Last week I received a plaintive tweet from someone called Lee Gibling, asking simply, “Nothing listed in Blyth?”
This website may be the North East’s most comprehensive guide to eating out, but the town of Blyth hasn’t yet appeared on its culinary map. That’s because, up to now, I haven’t received a single recommendation for one of its eateries.
Two weeks ago Blyth Boathouse opened its doors to the public. Of course I waited the obligatory seven days to let it iron out any teething problems and get some feet under its brand new tables, and I also chose a quiet lunchtime, to give the kitchen a fighting chance. Perhaps I should have waited a bit longer.
I was expecting great things, for this is the younger sister of The Old Boat House in Amble, which I’ve described as “a silver-scaled gem”, and claimed “anyone who loves fish should make it their special place”. I hoped the owners would be exporting some of its 4-star quality to Blyth.
Unlike the Amble establishment, with its marine artwork and old boathouse charm, this is no refurbishment of an old building, but a spanking new construction, right next to the Marine Station on Quay Road.
It does have a splendid view towards the harbour wall, with a terrace from which you can watch boats glide past, or gaze at the biggest wind turbine on British soil (or, more precisely, Blyth concrete). It’s three times the height of Grey’s Monument in Newcastle and six times bigger than the Angel of the North. If you’re into wind-turbine-spotting, this place is a must.
Sadly, at the moment, that’s the only impressive feature of this new restaurant, for its design appears to have been inspired by a works canteen. There’s a stainless steel pass that separates chefs from eaters, but the atmosphere is bland and utilitarian. There’s only so much harbour wall you can gaze at after a while, though when one huge ship passed by the window during our meal, we almost leapt from the table in surprise.
The place was virtually empty, which didn’t add to the mood, but it still seemed too much for our waitress. The only front of house person on duty, she was absolutely charming, but apparently devoid of training. She didn’t offer to take a drinks order, and I had to practically beg her to even bring us a wine list. Someone should tell her that restaurants make money out of wine. Especially when the Secret Diner is ordering.
The menu is largely fishy, which is as it should be, with starters of mussels, crab cakes and smoked haddock chowder, and mains ranging from lobster to fish and chips. There are steaks and lamb for the carnivores.
The specials menu offered scallops, oysters, sweet pickled herrings and prawn cocktail starters, as well as sea bass, turbot and sticky crab claws.
Mrs Diner chose salt and chilli squid, which were tender tempura-battered curls, liberally salt-and-peppered, with a fiery chilli jam. These were simple and delicious.
Meanwhile I had scallops with twice-cooked belly pork and beetroot chutney. The scallops, with corals attached, were lightly seared and fresh but the pork, though tender with a crisp exterior, lacked any hint of spice.

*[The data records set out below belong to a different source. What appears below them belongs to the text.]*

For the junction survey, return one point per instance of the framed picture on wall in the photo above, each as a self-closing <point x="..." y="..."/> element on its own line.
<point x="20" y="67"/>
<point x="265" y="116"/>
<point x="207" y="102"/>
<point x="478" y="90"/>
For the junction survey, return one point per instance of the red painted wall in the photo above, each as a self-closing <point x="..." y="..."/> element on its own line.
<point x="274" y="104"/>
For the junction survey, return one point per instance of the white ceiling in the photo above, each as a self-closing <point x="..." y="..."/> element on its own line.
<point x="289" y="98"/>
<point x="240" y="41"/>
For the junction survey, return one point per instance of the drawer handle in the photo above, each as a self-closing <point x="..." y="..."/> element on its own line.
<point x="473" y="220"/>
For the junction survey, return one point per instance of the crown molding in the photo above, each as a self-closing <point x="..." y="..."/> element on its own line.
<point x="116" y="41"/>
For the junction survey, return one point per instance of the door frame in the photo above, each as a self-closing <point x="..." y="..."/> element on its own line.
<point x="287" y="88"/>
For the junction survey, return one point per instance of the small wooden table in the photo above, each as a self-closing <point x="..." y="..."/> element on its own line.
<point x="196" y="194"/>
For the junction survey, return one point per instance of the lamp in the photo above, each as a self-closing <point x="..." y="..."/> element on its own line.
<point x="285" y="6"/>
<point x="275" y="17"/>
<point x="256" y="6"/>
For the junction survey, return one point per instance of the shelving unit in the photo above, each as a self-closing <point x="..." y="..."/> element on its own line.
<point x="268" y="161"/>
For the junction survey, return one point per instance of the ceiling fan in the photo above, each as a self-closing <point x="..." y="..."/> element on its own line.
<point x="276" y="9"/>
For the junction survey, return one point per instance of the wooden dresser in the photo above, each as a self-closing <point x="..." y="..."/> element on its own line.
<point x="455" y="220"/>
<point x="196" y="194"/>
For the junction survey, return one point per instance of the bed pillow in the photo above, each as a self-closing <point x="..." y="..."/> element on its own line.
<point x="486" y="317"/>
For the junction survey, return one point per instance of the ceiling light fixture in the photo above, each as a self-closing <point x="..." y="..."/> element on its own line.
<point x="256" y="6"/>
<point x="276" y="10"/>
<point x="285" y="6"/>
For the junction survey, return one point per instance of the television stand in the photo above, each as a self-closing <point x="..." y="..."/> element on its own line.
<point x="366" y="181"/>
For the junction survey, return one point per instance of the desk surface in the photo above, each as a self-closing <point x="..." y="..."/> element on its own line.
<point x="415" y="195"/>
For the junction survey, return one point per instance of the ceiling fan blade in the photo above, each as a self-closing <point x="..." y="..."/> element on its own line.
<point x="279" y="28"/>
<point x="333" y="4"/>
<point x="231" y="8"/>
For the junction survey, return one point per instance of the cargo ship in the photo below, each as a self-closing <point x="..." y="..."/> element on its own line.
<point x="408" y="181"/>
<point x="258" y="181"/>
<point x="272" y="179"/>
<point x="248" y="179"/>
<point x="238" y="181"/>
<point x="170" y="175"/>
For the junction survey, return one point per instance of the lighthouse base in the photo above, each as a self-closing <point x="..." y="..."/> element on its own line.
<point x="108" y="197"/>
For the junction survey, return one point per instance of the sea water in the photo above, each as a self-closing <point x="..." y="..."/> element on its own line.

For our main course, the menu presented a dilemma: it offered “seafood fish fingers with rustic chips”.
‘I thought fish was seafood!’ said Mrs Diner. I predicted an exciting, grownup goujon featuring prawn, scallop and white fish.
The reality was more prosaic. The waitress had to ask the kitchen what it meant, who told her that some days they had haddock and some days cod, so they put “seafood” down to avoid having to change the menu. Mrs Diner ordered them anyway, but they were very dull, without seasoning or sophistication, and clearly designed for Junior Diners, rather than their mother.
'Such a shame that a cod gave its life to be turned into this insipid dish,' she said wistfully, sprinkling on some salt as she looked out to sea.
Much the same could be said of my turbot. It was still watery from poaching, and completely drowned under a soup of oversweet butternut squash into which had been scattered some prawns. A battered oyster lay on top of this mush, surrounded by two battery potatoes.
The dish was, in every sense, sloppy.
Our mains were marginally redeemed by a classic and competent crème brûlée. The bill, including a glass of house white wine and coffee, came to around £50.
I really hope this restaurant starts to work soon, partly because the Amble branch is so very good, but mostly because the people of Blyth really deserve somewhere decent to dine.